Leave empty lines between sections to improve readability.
Example announcement (Please make sure to change the links to yours! And not use the ones in this example):
```
@room 📢 **The Flatcar community office hours will commence in ~45min**, at 2:30pm UTC
In the office hours we discuss news and happenings in and around Flatcar, provide a space for our user community to discuss with maintainers, show demos, and do our release planning.
Join if you want to learn about the project and get in contact with other users and with maintainers.
- Agenda: https://github.com/flatcar/Flatcar/discussions/1900
- Jitsi: https://meet.flatcar.org/OfficeHours
- Youtube live stream / recording: https://www.youtube.com/live/43ITkUiRpU4
```
- Slack: we announce the meeting in both the "Kubernetes" and "CNCF" slack, in the respective `#flatcar` channel.
**Keep in mind to always press Shift+Return, never _just_ Return, as this will prematurely send the message.**
- You can copy+paste the _rendered_ (after sending) Matrix announcement (without `@room`); it will mostly keep its formatting (and emojis).
- Pinging whole channels is (sadly) disabled in both Slacks.
## Start the meeting and stream it to youtube
- Open the youtube streaming UI where we prepared the stream earlier.
- Start the meeting on Jitsi
- go to https://meet.flatcar.org/OfficeHours and start the meeting.
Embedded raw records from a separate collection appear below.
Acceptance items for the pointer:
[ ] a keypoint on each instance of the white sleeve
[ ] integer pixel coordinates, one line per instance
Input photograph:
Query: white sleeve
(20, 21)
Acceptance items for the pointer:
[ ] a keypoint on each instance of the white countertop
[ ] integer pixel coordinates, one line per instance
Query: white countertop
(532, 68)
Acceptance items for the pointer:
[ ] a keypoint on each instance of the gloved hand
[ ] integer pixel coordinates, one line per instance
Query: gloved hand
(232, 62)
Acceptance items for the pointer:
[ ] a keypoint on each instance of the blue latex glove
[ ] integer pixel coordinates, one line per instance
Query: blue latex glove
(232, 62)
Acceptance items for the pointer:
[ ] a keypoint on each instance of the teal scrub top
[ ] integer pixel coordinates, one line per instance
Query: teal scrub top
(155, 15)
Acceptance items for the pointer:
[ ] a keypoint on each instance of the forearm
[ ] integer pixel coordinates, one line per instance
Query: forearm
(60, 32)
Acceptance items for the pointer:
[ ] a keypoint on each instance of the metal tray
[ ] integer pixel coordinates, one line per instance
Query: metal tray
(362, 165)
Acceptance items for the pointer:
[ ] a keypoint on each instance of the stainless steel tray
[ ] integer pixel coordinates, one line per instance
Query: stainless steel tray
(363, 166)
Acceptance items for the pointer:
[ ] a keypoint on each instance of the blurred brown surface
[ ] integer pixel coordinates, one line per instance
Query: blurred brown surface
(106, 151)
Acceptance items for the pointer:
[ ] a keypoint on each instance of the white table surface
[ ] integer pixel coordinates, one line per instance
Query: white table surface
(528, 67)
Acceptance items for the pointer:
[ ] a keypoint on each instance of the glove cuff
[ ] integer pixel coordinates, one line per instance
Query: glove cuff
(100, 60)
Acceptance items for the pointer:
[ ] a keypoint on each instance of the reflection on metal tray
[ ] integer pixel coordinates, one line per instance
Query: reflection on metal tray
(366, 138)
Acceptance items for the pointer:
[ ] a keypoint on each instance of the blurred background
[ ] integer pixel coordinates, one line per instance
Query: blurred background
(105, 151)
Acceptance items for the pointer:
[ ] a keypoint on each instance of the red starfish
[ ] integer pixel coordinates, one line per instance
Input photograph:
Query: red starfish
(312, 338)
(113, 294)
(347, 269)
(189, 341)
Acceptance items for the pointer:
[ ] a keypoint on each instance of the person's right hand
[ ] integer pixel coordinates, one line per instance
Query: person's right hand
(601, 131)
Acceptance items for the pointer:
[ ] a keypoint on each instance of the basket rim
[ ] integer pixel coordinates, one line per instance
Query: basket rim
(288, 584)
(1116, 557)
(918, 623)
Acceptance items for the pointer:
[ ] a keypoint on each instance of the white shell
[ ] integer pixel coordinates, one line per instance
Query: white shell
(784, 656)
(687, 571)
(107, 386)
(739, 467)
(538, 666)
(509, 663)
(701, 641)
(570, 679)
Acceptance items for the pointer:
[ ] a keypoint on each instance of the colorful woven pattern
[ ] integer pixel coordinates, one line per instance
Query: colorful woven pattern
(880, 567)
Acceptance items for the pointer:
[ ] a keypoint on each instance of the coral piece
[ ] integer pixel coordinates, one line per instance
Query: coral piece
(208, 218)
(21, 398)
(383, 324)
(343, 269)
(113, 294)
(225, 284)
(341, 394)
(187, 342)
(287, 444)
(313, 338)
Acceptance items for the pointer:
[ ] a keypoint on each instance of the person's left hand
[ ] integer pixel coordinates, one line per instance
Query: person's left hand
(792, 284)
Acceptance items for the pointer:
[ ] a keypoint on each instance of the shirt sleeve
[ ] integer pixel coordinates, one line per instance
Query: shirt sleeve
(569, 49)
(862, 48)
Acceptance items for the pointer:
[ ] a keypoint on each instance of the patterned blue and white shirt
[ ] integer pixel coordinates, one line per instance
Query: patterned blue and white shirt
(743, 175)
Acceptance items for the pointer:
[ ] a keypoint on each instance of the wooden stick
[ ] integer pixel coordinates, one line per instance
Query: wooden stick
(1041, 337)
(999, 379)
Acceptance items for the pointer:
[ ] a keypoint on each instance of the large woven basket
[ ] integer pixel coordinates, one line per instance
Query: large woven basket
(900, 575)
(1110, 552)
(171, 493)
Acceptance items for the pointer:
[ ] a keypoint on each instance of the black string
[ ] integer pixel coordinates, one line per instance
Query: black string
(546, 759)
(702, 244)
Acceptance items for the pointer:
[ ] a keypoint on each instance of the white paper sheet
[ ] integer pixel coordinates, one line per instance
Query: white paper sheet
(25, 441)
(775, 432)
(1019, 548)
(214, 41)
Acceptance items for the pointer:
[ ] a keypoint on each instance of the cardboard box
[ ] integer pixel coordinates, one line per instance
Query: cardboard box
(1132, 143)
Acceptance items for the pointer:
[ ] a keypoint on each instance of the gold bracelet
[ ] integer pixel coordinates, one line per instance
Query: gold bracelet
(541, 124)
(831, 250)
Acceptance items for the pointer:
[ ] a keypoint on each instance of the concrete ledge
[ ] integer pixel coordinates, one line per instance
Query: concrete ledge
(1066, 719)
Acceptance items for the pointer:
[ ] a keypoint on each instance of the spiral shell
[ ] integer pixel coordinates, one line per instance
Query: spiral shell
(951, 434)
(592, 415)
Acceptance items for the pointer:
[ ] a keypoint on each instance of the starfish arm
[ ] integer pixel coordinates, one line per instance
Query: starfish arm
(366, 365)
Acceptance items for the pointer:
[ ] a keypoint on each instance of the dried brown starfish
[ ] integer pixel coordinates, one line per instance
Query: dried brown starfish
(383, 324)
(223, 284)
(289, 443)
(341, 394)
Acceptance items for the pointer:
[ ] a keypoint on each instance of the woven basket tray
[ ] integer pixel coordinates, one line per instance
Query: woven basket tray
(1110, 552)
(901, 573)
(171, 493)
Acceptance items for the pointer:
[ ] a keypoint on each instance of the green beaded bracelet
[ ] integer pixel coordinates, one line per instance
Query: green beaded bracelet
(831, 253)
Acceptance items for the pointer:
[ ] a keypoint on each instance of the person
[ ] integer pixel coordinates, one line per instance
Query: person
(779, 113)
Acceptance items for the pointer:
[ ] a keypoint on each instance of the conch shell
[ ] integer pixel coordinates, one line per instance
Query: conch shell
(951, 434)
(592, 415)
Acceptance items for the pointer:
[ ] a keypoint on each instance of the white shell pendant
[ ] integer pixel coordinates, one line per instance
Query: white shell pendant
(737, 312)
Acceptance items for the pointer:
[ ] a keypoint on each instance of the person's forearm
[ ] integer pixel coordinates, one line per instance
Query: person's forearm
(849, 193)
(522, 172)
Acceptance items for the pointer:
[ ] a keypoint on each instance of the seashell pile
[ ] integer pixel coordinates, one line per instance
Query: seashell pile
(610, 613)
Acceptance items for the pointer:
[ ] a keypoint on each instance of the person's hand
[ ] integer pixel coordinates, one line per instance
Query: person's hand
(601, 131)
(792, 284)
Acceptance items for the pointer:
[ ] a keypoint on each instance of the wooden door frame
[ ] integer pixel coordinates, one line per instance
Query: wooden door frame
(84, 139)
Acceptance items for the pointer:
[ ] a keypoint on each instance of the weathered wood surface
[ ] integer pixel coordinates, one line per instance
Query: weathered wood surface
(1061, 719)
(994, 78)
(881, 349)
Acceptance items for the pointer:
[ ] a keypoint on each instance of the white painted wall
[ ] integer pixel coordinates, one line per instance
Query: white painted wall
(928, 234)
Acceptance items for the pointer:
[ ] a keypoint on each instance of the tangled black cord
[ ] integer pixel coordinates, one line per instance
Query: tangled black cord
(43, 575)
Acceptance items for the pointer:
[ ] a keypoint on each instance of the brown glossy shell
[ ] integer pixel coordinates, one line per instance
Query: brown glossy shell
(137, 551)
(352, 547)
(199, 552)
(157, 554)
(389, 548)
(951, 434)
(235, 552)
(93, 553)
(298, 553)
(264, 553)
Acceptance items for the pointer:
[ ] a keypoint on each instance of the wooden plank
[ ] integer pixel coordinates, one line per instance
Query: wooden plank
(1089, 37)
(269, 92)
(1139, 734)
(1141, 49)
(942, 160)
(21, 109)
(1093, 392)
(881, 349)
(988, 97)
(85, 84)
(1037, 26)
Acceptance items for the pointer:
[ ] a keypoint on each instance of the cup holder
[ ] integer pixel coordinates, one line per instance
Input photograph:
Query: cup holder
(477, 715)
You'll need the Jitsi credentials to log in as a moderator.
- If the meeting already started, you can authenticate via:
- press the "..." button ("More action")
- select your user at the top of the the pull-up menu
- then select "Profile" (should already be selected
- click the "Log-in" button.
- After everyone joined, start the streaming / recording.
- Select "..." ("More actions") which will open a pull-up menu
- Click "Start live stream"
- In the Youtube streaming UI, click "copy streaming key".
**Be careful not to disclose the streaming key. Consider it a password.**
- Paste the youtube streaming key to the Jitsi live stream dialog, and start the stream.
## During the meeting
Check the youtube studio streaming UI every now and then.
People watching the live stream may use the chat for asking questions; the chat is visible on the youtube studio streaming UI.
## After the meeting
- To close the meeting, use "End meeting for all".
This will also stop the live stream.
- End the stream in Youtube studio.
- Check the Agenda: there are 2 TODO items at the very bottom:
- Create a new Agenda "discussion" for the next meeting.
- Close the Agenda discussion of the now completed meeting.